Voices & Text-to-Speech

Basics

The latest generation of AI models can transform written text into high quality Speech and offer a lot of possibilities to make speech expressive. However, it involves specific knowledge (for example understanding machine learning) and careful consideration to make synthetic speech sound convincing for any given use case: it often requires careful annotation, parameter tuning, content editing to account for inefficiencies in the voice, as well as additional processing of the speech produced.

AudioStack not only offers a wide variety of different voice models from various providers, but also offers guardrails to make the production of synthetic speech robust and scalable.

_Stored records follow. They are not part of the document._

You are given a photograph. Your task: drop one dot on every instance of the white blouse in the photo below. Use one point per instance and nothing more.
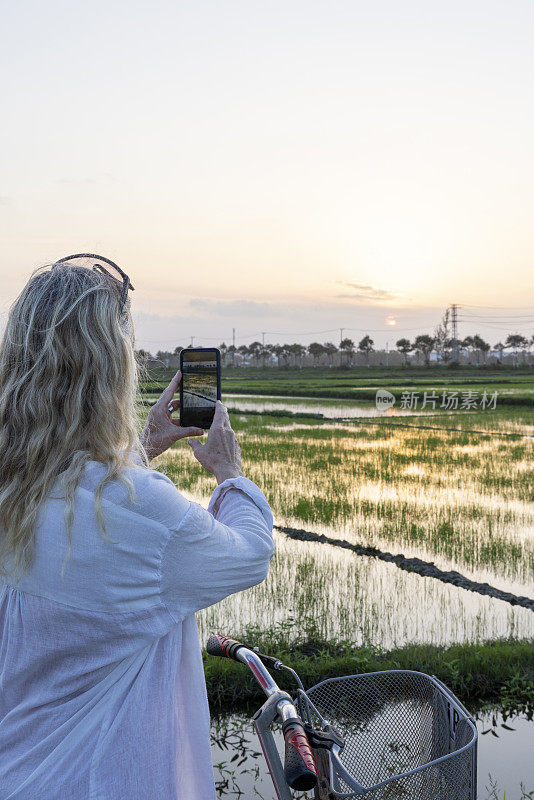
(102, 691)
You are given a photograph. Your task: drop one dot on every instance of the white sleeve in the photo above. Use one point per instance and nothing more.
(216, 552)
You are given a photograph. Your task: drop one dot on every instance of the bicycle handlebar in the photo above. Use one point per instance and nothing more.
(223, 646)
(299, 764)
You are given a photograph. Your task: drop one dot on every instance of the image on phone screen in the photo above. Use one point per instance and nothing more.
(200, 387)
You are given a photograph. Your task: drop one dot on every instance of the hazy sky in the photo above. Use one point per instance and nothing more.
(287, 167)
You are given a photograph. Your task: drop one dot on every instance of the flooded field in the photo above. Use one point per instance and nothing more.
(460, 498)
(505, 769)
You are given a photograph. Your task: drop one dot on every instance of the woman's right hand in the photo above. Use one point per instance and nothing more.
(220, 455)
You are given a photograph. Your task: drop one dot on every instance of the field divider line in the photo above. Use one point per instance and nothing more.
(427, 569)
(428, 427)
(320, 418)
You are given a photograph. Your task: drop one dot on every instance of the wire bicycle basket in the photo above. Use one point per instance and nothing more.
(380, 736)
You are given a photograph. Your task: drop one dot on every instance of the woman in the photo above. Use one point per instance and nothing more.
(104, 563)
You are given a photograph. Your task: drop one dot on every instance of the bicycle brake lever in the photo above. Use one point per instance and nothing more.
(326, 738)
(269, 661)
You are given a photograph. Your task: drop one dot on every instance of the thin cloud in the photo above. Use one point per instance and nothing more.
(232, 308)
(364, 291)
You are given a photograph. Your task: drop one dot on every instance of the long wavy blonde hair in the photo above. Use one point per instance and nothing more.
(69, 393)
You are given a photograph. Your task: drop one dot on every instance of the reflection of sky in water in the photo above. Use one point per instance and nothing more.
(507, 759)
(363, 600)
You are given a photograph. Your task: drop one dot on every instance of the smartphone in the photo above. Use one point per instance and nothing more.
(200, 386)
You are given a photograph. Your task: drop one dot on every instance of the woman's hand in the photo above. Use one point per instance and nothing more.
(220, 455)
(161, 430)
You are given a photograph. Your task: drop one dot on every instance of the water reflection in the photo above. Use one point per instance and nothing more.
(309, 405)
(504, 758)
(363, 600)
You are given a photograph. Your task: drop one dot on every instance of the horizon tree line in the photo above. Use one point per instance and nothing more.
(283, 355)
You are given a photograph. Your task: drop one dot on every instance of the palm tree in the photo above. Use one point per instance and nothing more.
(366, 345)
(316, 350)
(500, 347)
(254, 350)
(424, 344)
(516, 342)
(330, 350)
(468, 345)
(277, 350)
(232, 350)
(298, 351)
(244, 352)
(404, 346)
(347, 346)
(480, 346)
(224, 350)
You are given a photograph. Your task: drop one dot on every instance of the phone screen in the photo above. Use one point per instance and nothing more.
(200, 386)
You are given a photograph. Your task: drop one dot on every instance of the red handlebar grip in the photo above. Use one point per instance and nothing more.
(299, 767)
(219, 645)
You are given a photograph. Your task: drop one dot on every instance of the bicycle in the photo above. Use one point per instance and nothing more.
(379, 735)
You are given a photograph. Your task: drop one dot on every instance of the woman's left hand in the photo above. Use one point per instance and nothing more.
(161, 430)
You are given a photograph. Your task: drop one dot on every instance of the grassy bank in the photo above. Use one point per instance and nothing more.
(497, 672)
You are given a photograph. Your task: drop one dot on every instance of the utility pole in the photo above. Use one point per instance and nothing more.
(454, 321)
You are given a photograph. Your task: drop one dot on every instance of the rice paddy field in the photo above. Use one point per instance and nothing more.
(453, 487)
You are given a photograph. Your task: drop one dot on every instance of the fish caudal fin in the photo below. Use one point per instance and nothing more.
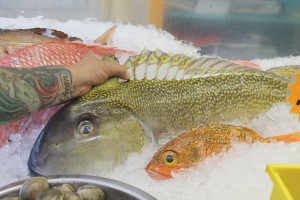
(288, 138)
(106, 36)
(288, 72)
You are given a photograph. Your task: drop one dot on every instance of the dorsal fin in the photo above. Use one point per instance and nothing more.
(167, 66)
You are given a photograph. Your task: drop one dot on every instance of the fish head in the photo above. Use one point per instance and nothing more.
(175, 156)
(162, 164)
(86, 139)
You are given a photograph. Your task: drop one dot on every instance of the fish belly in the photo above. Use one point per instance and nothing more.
(166, 106)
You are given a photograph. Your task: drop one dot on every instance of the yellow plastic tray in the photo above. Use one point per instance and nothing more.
(286, 179)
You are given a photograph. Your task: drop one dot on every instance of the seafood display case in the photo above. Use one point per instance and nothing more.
(208, 35)
(237, 29)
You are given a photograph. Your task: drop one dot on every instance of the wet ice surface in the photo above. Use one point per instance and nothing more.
(238, 174)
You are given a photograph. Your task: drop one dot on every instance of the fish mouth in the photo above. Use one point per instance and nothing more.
(158, 172)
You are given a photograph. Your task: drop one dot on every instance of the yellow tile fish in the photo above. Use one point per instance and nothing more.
(195, 145)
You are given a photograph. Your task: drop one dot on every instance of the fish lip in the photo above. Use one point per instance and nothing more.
(154, 171)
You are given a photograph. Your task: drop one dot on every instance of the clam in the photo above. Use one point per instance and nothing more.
(90, 192)
(50, 194)
(32, 187)
(64, 188)
(71, 196)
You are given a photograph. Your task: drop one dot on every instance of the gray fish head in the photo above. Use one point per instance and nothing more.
(85, 139)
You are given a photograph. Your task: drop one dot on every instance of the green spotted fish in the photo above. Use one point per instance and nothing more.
(168, 93)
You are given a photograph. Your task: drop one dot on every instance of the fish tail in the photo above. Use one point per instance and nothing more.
(287, 138)
(288, 72)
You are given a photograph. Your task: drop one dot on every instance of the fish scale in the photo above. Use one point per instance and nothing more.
(193, 146)
(216, 91)
(57, 52)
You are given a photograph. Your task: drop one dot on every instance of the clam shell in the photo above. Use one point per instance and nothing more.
(71, 196)
(50, 194)
(64, 188)
(32, 187)
(90, 192)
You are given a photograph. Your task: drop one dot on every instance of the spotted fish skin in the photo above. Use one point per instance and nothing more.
(168, 93)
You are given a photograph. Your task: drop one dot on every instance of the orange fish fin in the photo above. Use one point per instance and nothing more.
(106, 36)
(10, 49)
(288, 138)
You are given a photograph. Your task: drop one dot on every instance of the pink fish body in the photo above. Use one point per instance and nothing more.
(46, 53)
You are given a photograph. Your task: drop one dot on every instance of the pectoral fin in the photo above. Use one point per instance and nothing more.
(288, 138)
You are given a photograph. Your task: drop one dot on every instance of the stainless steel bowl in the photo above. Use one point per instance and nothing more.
(113, 189)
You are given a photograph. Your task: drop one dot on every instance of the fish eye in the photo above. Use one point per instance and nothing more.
(170, 158)
(86, 127)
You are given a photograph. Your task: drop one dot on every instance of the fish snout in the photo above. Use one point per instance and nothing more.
(158, 171)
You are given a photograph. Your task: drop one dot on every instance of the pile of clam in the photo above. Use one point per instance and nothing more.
(38, 188)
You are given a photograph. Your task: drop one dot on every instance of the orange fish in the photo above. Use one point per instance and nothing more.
(54, 53)
(14, 39)
(195, 145)
(58, 52)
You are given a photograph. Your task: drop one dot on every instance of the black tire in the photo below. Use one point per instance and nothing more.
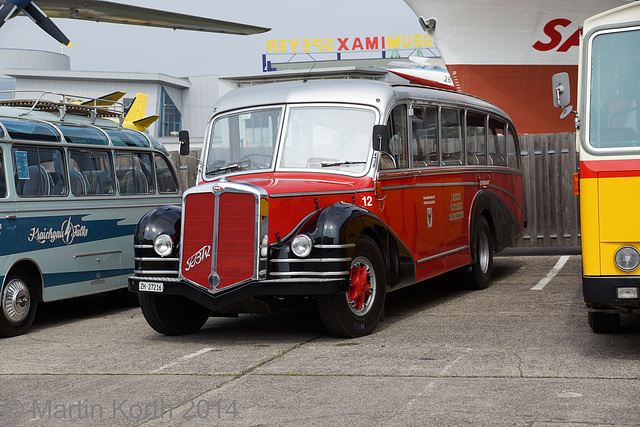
(172, 314)
(603, 323)
(17, 304)
(482, 247)
(357, 312)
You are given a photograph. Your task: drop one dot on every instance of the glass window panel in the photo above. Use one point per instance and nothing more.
(90, 172)
(451, 142)
(424, 141)
(476, 139)
(134, 173)
(164, 173)
(496, 142)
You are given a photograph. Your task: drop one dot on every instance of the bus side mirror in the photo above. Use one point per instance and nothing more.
(381, 137)
(183, 138)
(562, 93)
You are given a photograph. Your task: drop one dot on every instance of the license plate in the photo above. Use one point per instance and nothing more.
(150, 287)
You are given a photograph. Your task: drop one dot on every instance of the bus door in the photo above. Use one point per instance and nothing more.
(428, 196)
(453, 188)
(397, 183)
(7, 213)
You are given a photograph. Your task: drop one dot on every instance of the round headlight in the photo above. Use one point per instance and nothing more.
(627, 258)
(163, 245)
(301, 245)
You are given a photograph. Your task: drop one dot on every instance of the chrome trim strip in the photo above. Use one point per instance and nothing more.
(156, 272)
(345, 246)
(57, 199)
(310, 273)
(451, 252)
(316, 193)
(299, 260)
(440, 184)
(438, 170)
(116, 251)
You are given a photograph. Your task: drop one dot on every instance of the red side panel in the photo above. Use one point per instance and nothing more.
(236, 238)
(197, 238)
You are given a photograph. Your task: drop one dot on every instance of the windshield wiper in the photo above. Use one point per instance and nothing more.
(346, 162)
(233, 166)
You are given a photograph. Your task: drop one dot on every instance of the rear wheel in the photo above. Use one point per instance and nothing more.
(357, 312)
(18, 304)
(172, 314)
(482, 252)
(603, 323)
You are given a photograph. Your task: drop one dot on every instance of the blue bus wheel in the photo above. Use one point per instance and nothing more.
(18, 305)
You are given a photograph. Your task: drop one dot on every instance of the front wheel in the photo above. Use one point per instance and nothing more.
(18, 305)
(172, 314)
(357, 312)
(482, 254)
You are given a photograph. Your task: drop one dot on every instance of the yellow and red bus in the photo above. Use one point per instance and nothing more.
(608, 139)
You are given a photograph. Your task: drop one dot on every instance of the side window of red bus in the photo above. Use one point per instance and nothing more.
(40, 171)
(90, 172)
(398, 147)
(451, 137)
(134, 173)
(476, 139)
(497, 143)
(3, 176)
(513, 156)
(166, 181)
(424, 142)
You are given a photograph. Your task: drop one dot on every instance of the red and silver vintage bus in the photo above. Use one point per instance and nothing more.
(335, 192)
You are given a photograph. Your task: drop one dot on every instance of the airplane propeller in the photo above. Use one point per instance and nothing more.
(10, 7)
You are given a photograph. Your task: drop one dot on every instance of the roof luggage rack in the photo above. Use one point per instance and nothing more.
(63, 104)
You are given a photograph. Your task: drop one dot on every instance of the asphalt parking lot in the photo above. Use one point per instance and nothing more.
(519, 353)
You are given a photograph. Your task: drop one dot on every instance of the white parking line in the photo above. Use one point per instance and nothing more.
(552, 273)
(183, 358)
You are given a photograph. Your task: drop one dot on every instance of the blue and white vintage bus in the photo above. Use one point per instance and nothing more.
(73, 185)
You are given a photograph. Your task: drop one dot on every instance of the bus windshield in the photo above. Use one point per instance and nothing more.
(243, 141)
(614, 113)
(316, 137)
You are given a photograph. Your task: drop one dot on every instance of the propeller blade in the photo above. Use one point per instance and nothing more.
(6, 10)
(44, 22)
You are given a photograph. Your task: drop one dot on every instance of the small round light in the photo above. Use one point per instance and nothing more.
(627, 258)
(301, 245)
(163, 245)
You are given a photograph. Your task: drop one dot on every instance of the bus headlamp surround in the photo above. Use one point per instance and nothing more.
(301, 245)
(627, 258)
(163, 245)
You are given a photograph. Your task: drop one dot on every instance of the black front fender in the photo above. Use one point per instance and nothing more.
(335, 231)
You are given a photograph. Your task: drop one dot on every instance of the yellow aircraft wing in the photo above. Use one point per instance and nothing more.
(108, 99)
(107, 11)
(135, 118)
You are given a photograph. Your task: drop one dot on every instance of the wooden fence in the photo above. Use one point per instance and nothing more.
(549, 162)
(552, 210)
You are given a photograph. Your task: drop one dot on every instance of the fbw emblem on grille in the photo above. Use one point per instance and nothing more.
(198, 257)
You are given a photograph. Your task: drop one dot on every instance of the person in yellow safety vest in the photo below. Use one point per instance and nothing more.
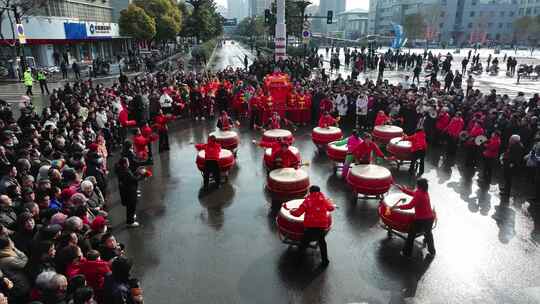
(28, 81)
(42, 78)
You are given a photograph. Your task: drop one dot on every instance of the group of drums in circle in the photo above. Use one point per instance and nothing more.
(353, 156)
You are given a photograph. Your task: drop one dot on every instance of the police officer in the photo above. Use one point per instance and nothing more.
(316, 208)
(42, 78)
(28, 81)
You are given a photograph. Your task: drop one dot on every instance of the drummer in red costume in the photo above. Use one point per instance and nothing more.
(315, 209)
(211, 166)
(423, 217)
(363, 152)
(491, 154)
(453, 129)
(418, 149)
(160, 124)
(382, 119)
(470, 146)
(225, 122)
(327, 120)
(284, 158)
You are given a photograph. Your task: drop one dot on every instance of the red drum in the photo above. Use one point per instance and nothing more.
(383, 134)
(336, 153)
(288, 182)
(369, 179)
(268, 153)
(324, 136)
(273, 135)
(291, 227)
(226, 160)
(401, 149)
(227, 139)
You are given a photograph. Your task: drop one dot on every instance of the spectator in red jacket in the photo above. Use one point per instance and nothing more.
(94, 270)
(423, 217)
(327, 120)
(211, 165)
(160, 125)
(284, 158)
(491, 154)
(453, 129)
(364, 151)
(316, 209)
(418, 149)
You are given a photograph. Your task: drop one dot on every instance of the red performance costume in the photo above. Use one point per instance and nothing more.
(382, 119)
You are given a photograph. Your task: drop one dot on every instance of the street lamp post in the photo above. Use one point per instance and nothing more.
(280, 51)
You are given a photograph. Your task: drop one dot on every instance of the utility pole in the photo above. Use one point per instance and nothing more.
(280, 41)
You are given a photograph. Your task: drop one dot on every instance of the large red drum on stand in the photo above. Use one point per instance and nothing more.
(274, 135)
(370, 179)
(383, 134)
(397, 219)
(227, 139)
(336, 153)
(323, 136)
(226, 160)
(291, 228)
(288, 182)
(268, 154)
(401, 149)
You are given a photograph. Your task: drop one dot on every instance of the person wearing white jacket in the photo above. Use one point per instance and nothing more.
(342, 106)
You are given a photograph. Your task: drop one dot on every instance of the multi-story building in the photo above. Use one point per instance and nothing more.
(80, 30)
(450, 21)
(529, 8)
(238, 9)
(336, 6)
(352, 24)
(257, 7)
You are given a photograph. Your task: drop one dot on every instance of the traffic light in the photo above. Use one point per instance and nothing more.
(329, 17)
(267, 16)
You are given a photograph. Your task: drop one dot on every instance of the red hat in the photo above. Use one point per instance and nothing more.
(67, 193)
(98, 223)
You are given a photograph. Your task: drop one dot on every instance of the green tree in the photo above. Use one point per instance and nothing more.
(414, 26)
(166, 15)
(135, 22)
(251, 26)
(204, 22)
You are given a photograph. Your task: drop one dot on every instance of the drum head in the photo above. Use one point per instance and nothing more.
(388, 129)
(288, 175)
(398, 142)
(224, 153)
(287, 213)
(329, 130)
(333, 146)
(277, 133)
(371, 172)
(224, 134)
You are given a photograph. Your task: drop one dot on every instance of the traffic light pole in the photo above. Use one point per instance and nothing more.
(20, 52)
(280, 41)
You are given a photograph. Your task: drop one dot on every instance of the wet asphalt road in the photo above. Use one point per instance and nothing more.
(222, 246)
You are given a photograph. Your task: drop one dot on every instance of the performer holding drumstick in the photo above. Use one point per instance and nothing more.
(423, 217)
(363, 152)
(316, 208)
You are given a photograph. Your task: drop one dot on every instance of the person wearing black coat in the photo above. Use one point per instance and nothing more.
(128, 183)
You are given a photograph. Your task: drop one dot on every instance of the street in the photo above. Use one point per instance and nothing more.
(222, 246)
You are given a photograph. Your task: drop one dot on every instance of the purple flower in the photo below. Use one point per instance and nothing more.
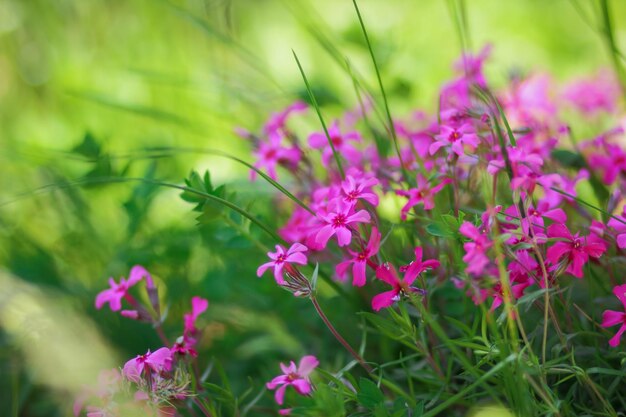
(338, 222)
(360, 260)
(455, 138)
(476, 251)
(296, 377)
(280, 258)
(359, 189)
(612, 318)
(422, 194)
(388, 274)
(575, 249)
(114, 295)
(157, 362)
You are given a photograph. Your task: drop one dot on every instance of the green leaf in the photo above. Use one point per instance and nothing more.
(369, 395)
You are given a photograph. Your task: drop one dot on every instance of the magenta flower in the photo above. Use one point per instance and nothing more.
(360, 260)
(296, 377)
(157, 362)
(185, 344)
(359, 189)
(114, 295)
(341, 143)
(476, 251)
(337, 222)
(620, 228)
(575, 249)
(280, 258)
(388, 274)
(612, 318)
(455, 138)
(422, 194)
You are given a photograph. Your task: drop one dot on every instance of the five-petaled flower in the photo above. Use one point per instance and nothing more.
(388, 274)
(574, 248)
(158, 361)
(338, 222)
(114, 295)
(422, 194)
(360, 260)
(281, 258)
(297, 377)
(612, 318)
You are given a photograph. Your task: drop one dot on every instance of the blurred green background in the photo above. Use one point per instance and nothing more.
(87, 86)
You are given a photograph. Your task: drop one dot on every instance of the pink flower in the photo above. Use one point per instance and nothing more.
(476, 251)
(388, 274)
(296, 377)
(185, 344)
(612, 318)
(318, 140)
(455, 138)
(422, 194)
(280, 258)
(359, 189)
(158, 361)
(576, 250)
(360, 260)
(620, 228)
(114, 295)
(337, 222)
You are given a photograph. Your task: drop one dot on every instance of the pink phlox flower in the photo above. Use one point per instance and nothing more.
(297, 377)
(497, 293)
(455, 138)
(613, 164)
(359, 188)
(388, 274)
(341, 143)
(418, 266)
(488, 218)
(530, 101)
(422, 194)
(117, 291)
(283, 258)
(158, 361)
(338, 221)
(185, 344)
(518, 157)
(575, 249)
(535, 217)
(277, 121)
(612, 318)
(360, 260)
(475, 251)
(594, 95)
(620, 228)
(272, 153)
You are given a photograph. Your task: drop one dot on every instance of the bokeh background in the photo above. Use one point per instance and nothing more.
(88, 87)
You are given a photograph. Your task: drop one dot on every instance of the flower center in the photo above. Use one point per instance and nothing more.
(339, 221)
(454, 136)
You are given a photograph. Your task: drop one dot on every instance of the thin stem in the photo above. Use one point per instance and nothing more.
(339, 338)
(202, 407)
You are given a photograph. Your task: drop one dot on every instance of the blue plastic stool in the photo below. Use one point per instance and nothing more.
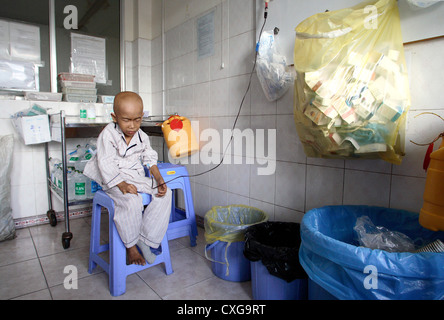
(117, 268)
(186, 225)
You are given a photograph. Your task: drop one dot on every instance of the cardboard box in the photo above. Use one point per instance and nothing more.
(33, 129)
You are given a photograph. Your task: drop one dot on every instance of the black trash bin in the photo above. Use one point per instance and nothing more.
(273, 249)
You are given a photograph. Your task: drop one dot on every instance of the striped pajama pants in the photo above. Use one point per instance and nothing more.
(134, 223)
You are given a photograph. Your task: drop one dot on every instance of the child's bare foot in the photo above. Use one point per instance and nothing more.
(134, 256)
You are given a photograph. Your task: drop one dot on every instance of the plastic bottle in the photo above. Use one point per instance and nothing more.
(71, 186)
(82, 112)
(59, 178)
(74, 157)
(91, 188)
(79, 186)
(432, 212)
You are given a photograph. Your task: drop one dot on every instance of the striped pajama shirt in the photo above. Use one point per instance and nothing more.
(117, 161)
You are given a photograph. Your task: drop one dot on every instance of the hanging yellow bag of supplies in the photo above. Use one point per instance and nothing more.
(351, 91)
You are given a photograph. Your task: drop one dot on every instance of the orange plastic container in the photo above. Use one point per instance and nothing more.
(179, 137)
(432, 212)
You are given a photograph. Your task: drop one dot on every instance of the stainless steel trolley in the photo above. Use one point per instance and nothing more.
(76, 129)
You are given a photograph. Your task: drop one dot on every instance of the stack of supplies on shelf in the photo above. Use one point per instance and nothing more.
(77, 87)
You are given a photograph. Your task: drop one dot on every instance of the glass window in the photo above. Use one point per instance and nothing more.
(24, 45)
(96, 40)
(95, 46)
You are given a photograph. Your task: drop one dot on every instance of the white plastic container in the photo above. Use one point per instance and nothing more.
(80, 91)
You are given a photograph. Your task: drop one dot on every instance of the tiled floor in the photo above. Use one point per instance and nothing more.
(32, 267)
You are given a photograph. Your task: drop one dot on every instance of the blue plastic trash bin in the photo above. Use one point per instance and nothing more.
(334, 261)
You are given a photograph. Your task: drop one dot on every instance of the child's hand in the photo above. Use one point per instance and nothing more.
(161, 190)
(127, 188)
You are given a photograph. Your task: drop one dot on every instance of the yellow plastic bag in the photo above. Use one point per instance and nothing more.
(228, 223)
(179, 136)
(351, 91)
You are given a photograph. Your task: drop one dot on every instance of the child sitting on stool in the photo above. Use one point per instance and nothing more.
(122, 151)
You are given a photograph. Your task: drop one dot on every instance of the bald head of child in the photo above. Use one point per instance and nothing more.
(128, 113)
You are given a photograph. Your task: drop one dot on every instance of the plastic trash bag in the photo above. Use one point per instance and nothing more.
(332, 258)
(378, 237)
(229, 223)
(7, 227)
(351, 89)
(277, 245)
(274, 75)
(421, 4)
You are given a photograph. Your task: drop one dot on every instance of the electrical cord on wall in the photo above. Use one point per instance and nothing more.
(238, 113)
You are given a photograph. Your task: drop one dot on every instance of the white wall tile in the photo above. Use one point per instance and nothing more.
(290, 185)
(259, 103)
(288, 144)
(237, 88)
(238, 174)
(201, 197)
(202, 99)
(219, 97)
(23, 202)
(22, 169)
(407, 193)
(366, 188)
(218, 197)
(241, 54)
(324, 186)
(241, 17)
(220, 60)
(262, 187)
(287, 215)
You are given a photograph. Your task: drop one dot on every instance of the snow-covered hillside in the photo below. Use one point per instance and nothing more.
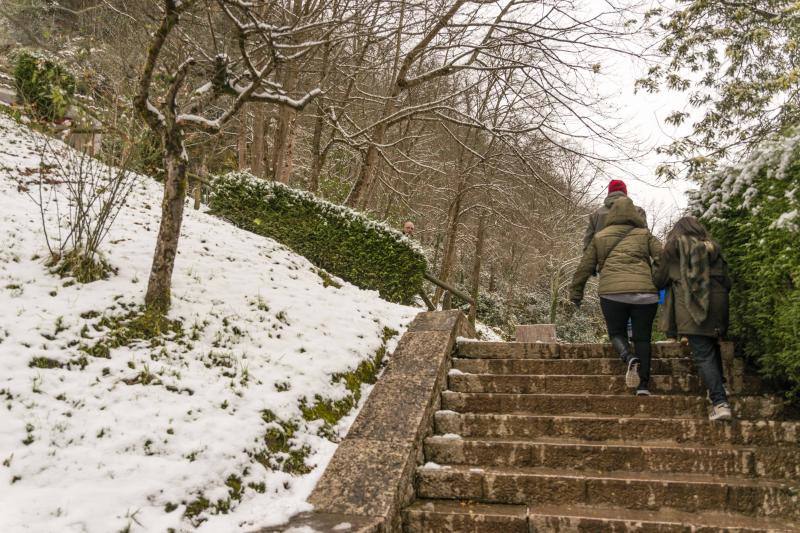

AudioStack also makes it easy to create a frontend for your users to interact with synthetic Speech, assures quality for well known TTS challenges such as the pronunciation of names or to directly connect to an established source to minimise failure rate.

Want to Browse Available Voices?

The AudioStack voice library gives examples of the range of voices available, across a wide variety of providers and languages. To browse the voice library, click here.

Code Example

Let's get started generating speech using some of the available voices from the AudioStack library. Firstly, we recommend to create a script and then, render speech from it. Below, we'll use 4 different voices and download the TTS file.

import audiostack
import os

audiostack.api_key = "APIKEY"

script = audiostack.Content.Script.create(
  scriptText="Our Text-to-speech provides harmonious access to more than 8 external TTS providers.\
              Our single interface ensures no matter the provider your script content will be \
              synthesized to the highest quality."
)
  
print("Response from creating script", script.response)

#store scriptId for later
scriptId = script.scriptId

#Let's do  4 requests - 1 for each voice :) 
for v in ["sara", "joanna", "conrad", "liam"]:
    item = audiostack.Speech.TTS.create(scriptItem=script, voice=v)
    print(item.response)

# We'll get our files with the list method
tts_files = audiostack.Speech.TTS.list(scriptId=scriptId)
print(tts_files.response)

for tts in tts_files:
    print("getting", tts.speechId)
    item = audiostack.Speech.TTS.get(tts.speechId)
		# We'll download each file
    item.download(fileName=item.speechId)

# We'll list the rendered files
tts_files = audiostack.Speech.TTS.list(scriptId=scriptId)
print(tts_files.response)

for tts in tts_files:
    # At this point we can delete the files (not needed anymore)
    item = audiostack.Speech.TTS.get(tts.speechId)
    r = item.delete()
    print(r)

print("Cost for this session: ", audiostack.credits_used_in_this_session())